O teto de gastos não deve ser furado, mas eliminado
O teto de gastos não deve ser furado, mas eliminado definitivamente. Trata-se de uma regra fiscal perversa que impossibilita dar respostas aos problemas advindos das pandemia de Covid-19 nas áreas de saúde, educação, assistência social e geração de emprego e renda, entre outras
Desde o momento em que o ministro da Economia anunciou que iria furar o teto de gastos fomos bombardeados pela imediata e afoita reação do mercado. Cai a Bolsa de Valores, sobe o dólar, aumenta o risco Brasil e elevam-se os juros no mercado futuro, entre tantos outros indicadores econômicos que expressam a insatisfação das nossas elites. Os seus porta-vozes vêm a público proferir terríveis ameaças, alardeando que iremos cair em profundas trevas, consequência desses gastos adicionais que irão, eles asseguram, nos conduzir à recessão, elevar a inflação e aumentar nossa dívida.

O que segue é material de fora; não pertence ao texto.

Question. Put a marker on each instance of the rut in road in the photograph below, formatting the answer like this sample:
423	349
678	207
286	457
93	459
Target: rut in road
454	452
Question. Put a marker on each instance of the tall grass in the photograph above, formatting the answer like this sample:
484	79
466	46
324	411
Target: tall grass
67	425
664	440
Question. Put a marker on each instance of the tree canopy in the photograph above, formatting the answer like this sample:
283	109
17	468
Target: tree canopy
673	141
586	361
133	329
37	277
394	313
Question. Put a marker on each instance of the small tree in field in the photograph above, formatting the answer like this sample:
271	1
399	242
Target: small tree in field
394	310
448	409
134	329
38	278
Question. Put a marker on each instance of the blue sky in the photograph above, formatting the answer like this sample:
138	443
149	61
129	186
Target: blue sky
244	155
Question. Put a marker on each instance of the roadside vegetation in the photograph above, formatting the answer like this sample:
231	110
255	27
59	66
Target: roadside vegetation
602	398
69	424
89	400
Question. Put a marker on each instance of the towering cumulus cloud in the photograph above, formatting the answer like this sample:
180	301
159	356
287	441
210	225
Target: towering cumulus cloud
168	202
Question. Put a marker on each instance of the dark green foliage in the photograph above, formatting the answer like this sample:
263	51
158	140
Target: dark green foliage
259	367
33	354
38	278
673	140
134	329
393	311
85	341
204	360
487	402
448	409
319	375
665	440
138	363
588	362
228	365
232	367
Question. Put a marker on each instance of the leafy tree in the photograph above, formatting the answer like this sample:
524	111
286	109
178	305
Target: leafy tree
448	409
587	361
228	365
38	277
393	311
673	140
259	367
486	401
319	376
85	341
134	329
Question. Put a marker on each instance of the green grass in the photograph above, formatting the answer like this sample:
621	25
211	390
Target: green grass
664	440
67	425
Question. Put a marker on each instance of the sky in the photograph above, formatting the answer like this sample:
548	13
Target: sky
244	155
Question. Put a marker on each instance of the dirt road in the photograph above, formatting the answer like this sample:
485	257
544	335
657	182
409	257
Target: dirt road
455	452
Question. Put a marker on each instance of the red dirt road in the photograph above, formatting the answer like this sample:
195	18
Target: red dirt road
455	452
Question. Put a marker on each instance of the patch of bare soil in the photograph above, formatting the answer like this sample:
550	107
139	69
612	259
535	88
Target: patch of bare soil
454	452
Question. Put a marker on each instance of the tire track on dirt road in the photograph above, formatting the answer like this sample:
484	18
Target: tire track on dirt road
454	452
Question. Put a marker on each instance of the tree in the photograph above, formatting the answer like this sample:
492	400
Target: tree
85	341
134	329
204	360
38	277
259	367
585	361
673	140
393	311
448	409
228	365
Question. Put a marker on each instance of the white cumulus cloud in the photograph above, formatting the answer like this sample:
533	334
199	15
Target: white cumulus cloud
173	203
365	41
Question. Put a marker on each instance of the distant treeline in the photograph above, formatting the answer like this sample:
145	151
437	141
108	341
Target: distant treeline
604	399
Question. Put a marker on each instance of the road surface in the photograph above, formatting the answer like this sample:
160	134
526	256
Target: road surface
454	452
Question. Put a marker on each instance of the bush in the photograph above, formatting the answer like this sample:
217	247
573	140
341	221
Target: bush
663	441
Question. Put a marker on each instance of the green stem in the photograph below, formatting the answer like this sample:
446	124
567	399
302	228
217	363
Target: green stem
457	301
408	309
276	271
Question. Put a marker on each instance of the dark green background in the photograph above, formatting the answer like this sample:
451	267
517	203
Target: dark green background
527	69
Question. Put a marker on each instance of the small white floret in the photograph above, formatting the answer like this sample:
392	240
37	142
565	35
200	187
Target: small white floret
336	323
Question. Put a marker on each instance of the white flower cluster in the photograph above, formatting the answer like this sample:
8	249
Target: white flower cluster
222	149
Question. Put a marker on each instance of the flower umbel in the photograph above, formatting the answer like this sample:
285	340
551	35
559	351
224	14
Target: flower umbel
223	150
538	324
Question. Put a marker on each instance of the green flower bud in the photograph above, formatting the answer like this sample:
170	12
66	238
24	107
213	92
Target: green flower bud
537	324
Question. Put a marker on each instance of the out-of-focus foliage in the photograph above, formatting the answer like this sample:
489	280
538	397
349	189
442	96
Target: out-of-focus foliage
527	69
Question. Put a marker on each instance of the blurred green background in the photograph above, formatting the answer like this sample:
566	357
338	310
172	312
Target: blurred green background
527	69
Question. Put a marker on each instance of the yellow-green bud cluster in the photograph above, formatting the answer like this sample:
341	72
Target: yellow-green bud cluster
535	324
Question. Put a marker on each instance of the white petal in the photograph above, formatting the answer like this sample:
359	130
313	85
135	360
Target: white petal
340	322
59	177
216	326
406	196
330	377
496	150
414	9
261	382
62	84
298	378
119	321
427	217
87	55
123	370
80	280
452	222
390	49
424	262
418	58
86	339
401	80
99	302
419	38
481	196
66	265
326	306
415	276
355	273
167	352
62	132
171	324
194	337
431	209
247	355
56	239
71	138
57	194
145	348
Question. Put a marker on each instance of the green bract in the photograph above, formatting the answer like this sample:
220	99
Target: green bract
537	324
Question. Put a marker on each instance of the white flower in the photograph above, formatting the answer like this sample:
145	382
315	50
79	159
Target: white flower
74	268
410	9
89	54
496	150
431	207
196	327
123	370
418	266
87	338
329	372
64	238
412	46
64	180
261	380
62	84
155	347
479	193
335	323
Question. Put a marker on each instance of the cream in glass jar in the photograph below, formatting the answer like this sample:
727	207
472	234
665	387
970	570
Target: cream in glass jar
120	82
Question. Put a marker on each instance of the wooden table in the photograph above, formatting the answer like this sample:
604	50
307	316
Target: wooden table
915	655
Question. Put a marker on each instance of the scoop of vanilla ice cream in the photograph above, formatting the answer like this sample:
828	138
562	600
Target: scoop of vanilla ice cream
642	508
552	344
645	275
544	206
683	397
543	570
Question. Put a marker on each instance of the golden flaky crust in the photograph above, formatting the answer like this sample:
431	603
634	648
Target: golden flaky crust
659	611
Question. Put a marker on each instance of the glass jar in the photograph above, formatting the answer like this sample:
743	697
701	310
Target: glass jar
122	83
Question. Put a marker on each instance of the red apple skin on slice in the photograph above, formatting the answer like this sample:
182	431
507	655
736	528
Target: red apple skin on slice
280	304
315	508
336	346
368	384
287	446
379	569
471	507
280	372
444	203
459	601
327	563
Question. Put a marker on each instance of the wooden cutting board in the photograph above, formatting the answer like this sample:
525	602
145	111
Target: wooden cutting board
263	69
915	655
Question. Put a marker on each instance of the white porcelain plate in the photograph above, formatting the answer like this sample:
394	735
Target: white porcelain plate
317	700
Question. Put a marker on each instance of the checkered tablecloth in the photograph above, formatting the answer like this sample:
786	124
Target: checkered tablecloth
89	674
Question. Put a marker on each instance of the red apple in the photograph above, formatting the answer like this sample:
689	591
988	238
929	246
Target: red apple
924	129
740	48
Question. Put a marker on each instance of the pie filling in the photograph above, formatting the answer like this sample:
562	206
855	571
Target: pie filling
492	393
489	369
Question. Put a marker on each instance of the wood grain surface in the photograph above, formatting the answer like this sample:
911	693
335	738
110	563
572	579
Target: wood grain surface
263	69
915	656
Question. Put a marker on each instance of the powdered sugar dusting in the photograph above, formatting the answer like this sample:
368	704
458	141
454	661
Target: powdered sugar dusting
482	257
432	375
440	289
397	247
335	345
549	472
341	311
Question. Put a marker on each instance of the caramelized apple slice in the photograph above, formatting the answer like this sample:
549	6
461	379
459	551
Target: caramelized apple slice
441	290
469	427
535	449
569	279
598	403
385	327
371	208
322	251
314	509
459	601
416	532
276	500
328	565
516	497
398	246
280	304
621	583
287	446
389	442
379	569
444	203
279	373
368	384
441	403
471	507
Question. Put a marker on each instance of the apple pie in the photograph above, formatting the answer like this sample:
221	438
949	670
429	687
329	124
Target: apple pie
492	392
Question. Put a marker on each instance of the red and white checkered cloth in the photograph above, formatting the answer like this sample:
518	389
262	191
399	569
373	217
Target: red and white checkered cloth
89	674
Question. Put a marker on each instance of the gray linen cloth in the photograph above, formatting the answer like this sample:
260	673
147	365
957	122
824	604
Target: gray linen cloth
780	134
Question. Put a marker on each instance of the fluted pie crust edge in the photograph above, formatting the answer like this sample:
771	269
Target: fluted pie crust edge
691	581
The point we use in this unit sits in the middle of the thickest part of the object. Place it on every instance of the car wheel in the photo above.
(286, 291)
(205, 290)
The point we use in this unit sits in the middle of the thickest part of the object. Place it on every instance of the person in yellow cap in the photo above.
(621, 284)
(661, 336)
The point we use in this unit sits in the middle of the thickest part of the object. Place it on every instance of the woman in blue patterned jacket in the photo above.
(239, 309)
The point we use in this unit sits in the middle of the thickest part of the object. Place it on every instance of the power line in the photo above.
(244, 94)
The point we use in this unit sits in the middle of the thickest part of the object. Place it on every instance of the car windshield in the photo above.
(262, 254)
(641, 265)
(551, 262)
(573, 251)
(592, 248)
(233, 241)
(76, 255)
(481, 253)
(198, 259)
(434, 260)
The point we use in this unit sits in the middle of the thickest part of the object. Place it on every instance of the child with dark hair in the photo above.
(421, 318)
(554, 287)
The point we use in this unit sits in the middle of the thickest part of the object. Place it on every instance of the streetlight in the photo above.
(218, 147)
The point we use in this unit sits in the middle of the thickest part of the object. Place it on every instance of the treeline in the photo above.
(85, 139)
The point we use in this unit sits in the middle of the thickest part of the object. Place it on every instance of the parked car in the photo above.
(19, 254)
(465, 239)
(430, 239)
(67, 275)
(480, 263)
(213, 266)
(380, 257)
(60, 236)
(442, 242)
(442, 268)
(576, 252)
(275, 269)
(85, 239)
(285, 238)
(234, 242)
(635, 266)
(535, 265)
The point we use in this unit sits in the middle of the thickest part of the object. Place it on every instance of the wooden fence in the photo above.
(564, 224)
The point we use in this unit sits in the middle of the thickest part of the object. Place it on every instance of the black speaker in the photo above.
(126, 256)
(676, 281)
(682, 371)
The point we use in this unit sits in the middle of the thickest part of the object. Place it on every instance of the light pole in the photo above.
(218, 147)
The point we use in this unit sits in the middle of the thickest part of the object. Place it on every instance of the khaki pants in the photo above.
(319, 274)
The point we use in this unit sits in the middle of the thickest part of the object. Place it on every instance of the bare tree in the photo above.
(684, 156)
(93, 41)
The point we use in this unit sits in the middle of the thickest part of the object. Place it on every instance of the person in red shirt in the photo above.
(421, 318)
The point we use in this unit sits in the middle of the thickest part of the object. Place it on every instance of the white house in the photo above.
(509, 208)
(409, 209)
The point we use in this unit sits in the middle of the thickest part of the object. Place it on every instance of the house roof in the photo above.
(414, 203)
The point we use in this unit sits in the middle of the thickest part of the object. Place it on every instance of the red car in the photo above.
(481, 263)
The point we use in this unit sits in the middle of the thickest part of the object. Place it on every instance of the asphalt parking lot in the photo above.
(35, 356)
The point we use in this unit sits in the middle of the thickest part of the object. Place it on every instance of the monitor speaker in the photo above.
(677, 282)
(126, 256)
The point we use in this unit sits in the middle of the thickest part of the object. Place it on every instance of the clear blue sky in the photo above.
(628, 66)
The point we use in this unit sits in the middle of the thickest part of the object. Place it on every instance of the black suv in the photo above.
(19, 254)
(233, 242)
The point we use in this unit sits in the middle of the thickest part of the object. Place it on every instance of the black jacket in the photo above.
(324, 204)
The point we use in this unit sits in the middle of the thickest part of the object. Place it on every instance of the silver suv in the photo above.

O que surpreende é que dados alarmantes para qualquer país sério, que afetam milhões de pessoas, não só não mobilizam o mercado e a maioria dos formadores de opinião como não foram motivos suficientes para a equipe econômica do governo sequer enrubescer. São hoje 32 milhões de trabalhadores subocupados, 35 milhões de trabalhadores informais – sem qualquer proteção do Estado (seguro desemprego, aposentadoria, licença maternidade entre outros benefícios), 20 milhões de pessoas passando fome, 5 milhões de crianças e adolescentes fora da escola, 600 mil pessoas mortas em função da Covid-19, entre tantas outras mazelas que envergonham o Brasil.
Mas esse quadro dramático não fez o mercado estremecer, nem resultou em protestos em forma de demissão dos que até então faziam parte desse governo. Infelizmente, os empobrecidos e excluídos não contam com representantes que possam defender seus interesses no espaço público. O que é lastimável, pois é sabido que um país menos desigual, mais justo e inclusivo é mais próspero.
Por essas razões defendemos que o teto de gastos não seja furado, mas eliminado definitivamente. Trata-se de uma regra fiscal tão contraproducente que não resiste ao tempo e nem às excepcionalidades propostas pelos seus mais ferrenhos defensores, como é o caso do ministro da Economia. A regra foi criada no governo do ex-presidente Michel Temer e prevê que as despesas da União não poderão aumentar em termos reais até 2036.
Essa medida é tão perversa que, além de não levar em conta os imensos passivos sociais e ambientais existentes no Brasil, impossibilita dar respostas aos novos problemas advindos das consequências da pandemia de Covid-19 nas áreas de saúde, educação, assistência social e geração de emprego e renda, entre outras. E mais, também inviabiliza o aumento do atendimento das políticas públicas decorrente do crescimento da população brasileira durante os 20 anos de vigência do teto de gastos, 2017 a 2036.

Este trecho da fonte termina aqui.